Atypical, rapidly growing mycobacteria may rarely cause a prosthetic joint infection. Diagnosis often requires a high index of suspicion.


 

Mycobacteria that have been involved:

(1) M abscessus

(2) M. chelonae

(3) M fortuitum

(4) M. smegmatis

 

Risk factors:

(1) using tap water as the source for "sterilized" water used to wash the prosthetic device

(2) immunosuppression (although it occurs in immunocompetent patients)

 

Clinical features:

(1) joint pain

(2) fever

(3) joint swelling

(4) loosening of the prosthesis

(5) fistula with drainage

 

Laboratory findings:

(1) elevated erythrocyte sedimentation rate (ESR)
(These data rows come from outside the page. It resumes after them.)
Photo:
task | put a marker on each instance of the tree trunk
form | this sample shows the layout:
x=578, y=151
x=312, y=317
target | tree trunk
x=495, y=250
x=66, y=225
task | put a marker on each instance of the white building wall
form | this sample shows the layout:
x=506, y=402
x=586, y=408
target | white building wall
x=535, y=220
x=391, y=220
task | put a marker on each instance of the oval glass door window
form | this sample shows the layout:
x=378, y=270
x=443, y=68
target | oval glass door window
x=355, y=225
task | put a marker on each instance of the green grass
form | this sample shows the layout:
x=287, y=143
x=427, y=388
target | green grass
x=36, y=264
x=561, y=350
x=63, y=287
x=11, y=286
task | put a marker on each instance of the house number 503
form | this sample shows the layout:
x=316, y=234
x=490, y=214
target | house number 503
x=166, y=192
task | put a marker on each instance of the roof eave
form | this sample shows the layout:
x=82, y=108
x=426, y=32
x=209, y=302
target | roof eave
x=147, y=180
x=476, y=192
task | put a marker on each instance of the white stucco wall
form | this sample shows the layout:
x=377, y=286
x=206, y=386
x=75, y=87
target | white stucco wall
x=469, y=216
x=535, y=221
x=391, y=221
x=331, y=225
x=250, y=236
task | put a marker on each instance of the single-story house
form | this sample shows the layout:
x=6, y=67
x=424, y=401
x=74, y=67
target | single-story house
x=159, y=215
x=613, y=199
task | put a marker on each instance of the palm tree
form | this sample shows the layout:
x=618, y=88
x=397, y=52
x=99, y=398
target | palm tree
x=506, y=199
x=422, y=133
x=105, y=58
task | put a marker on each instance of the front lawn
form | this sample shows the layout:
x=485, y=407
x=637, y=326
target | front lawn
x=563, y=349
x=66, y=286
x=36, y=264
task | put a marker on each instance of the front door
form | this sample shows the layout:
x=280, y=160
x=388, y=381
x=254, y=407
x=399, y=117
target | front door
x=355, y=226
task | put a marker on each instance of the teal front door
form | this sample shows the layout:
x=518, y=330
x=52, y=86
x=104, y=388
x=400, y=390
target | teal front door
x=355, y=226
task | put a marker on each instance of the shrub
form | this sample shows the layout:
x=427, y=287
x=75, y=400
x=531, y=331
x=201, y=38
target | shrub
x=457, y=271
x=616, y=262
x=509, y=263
(2) elevated C-reactive protein (CRP)

(3) inflammation in joint fluid

 

Criteria for diagnosis:

(1) isolation of an atypical mycobacteria on culture of joint aspirate or periprosthetic tissue

(2) evidence of inflammation or other clinical findings of joint infection

 

The diagnosis may be missed if mycobacterial cultures are not ordered or if insufficient diagnostic material has been collected.

 

The diagnosis should be considered in a patient with a clinical prosthetic joint infection yet who has negative bacterial cultures or if beaded gram-positive rods are seen on Gram stain.

 

A false positive diagnosis may be obtained if the specimen or cultures are contaminated with atypical mycobacteria in the hospital water supply. The presence of AFB in tissue samples can help resolve an uncertainty in the diagnosis.